DAPHNE DU MAURIER

(1907-1989)

Daphne du Maurier was born in London, the daughter of prominent actor Sir Gerald du Maurier and actress Muriel Beaumont. Her literary career began in 1931 with her first novel The Loving Spirit.

Her bestselling works were not at first taken seriously by critics, who considered her a ‘romantic novelist’. Over the years her work has earned an enduring reputation for narrative craft. Many have been adapted into films, including the novels Rebecca, Frenchman’s Creek, My Cousin Rachel, and Jamaica Inn, and the short stories The Birds and Don’t Look Now.

“Romantic” is a term that she deplored, given her novels rarely have a happy ending, and often have sinister overtones.

“I am not a romantic novelist. The only romantic novel I’ve ever written, and I do admit it was rather romantic, was Frenchman’s Creek. A woman falling in love with a pirate! Yes, that’s romantic, but not my others, not Jamaica Inn, not Rebecca. Rebecca was really a study in relationships and jealousy.”

Du Maurier spent much of her life in Cornwall, where most of her works are set. As her fame increased, along with accusations of plagiarism (notably for Rebecca), she became more reclusive.

After her death in 1989, stories spread about her alleged relationships with other women, including actress Gertrude Lawrence.

In correspondence that her family released to biographer Margaret Forster, du Maurier explained to a trusted few her own unique slant on her sexuality: her personality comprised two distinct people – the loving wife and mother (the side she showed to the world); and the lover (a “decidedly male energy”) hidden from virtually everyone and the power behind her artistic creativity. According to Forster’s biography, du Maurier believed the “male energy” propelled her writing.

The discovery, in 2011, of a collection of du Maurier’s forgotten short stories, written when she was 21, provides some insight into her mature style. One of them, The Doll, concerns a young woman’s obsession with a mechanical male sex doll; it has been deemed by du Maurier’s son Kit Browning to be “quite ahead of its time”.

Rebecca (1938)

“Last night I dreamt I went to Manderley again…”

There are few readers who will not recognize this as the opening of Daphne du Maurier’s most famous novel, Rebecca.

The novel was one of du Maurier’s most successful works, and was an immediate best seller, selling nearly 3 million copies between 1938 and 1965. Most likely with a little help from the famous Hitchcock adaption, the novel has never gone out of print.

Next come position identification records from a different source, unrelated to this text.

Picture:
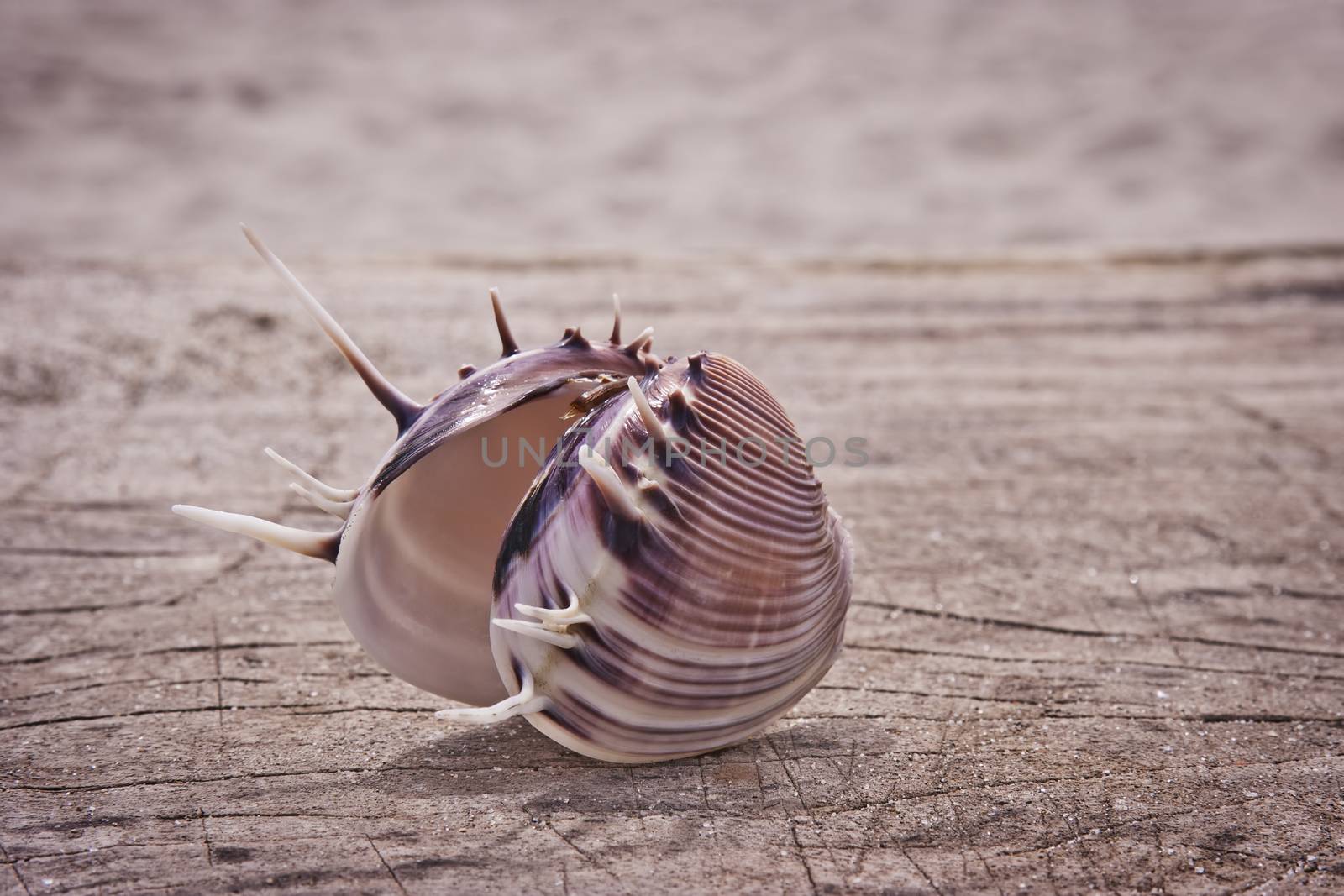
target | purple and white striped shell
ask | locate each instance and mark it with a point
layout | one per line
(671, 582)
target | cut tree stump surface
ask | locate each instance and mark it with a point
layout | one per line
(1097, 634)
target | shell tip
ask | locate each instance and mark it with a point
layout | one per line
(507, 340)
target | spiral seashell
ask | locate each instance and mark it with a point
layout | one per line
(671, 582)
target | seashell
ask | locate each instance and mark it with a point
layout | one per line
(671, 582)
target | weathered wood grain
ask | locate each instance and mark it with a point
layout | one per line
(1097, 638)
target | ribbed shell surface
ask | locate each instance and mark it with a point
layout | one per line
(712, 595)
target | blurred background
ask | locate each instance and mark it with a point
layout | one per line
(669, 129)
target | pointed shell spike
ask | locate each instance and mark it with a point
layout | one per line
(338, 510)
(609, 484)
(312, 481)
(651, 421)
(642, 343)
(569, 616)
(539, 631)
(575, 338)
(521, 705)
(312, 544)
(501, 322)
(401, 406)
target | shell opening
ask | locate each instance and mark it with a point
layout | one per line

With Rebecca, few critics at the time saw in the novel what the author wanted them to see: the exploration of the relationship between a man who has wealth, power and self confidence, and a woman who has none of these.

While du Maurier categorized Rebecca as a study in jealousy, she admitted its origins in her own life to few people. Her husband Tommy Browning had been engaged before marrying du Maurier, to Jan Ricardo, glamorous and dark-haired. The suspicion that Tommy remained attracted to Ricardo haunted Daphne, and partly inspired the story. In 1981, du Maurier remembered the novel’s gestation… “Seeds began to drop. A beautiful home…a first wife…jealousy, a wreck, perhaps at sea, near to the house… But something terrible would have to happen, I did not know what…”. She wrote in her notes prior to writing the book: ‘I want to build up the character of the first wife in the mind of the second…until wife 2 is haunted day and night…a tragedy is looming very close… and something happens.'”

Du Maurier and her husband, like Rebecca and Maximilian de Winter, were not faithful to one another. Subsequent to the novel’s publication, Jan Ricardo tragically died during the Second World War. She threw herself under a train.

The Birds (1952)

First published in her 1952 collection The Apple Tree, The Birds is a short story about a farmhand, his family, and his community that are attacked by flocks of birds with intent to kill. The story is set in du Maurier’s home county of Cornwall shortly after the end of the Second World War. Du Maurier’s inspiration for the story was the sight of a farmer being attacked by a flock of gulls as he ploughed a field.

The Birds was the inspiration for Alfred Hitchcock’s film of the same name, released in 1963. The film created new characters and a more elaborate plot, but kept du Maurier’s title, key scenes in the story, and the concept of unexplained bird attacks. One of the most chilling short stories you will ever read.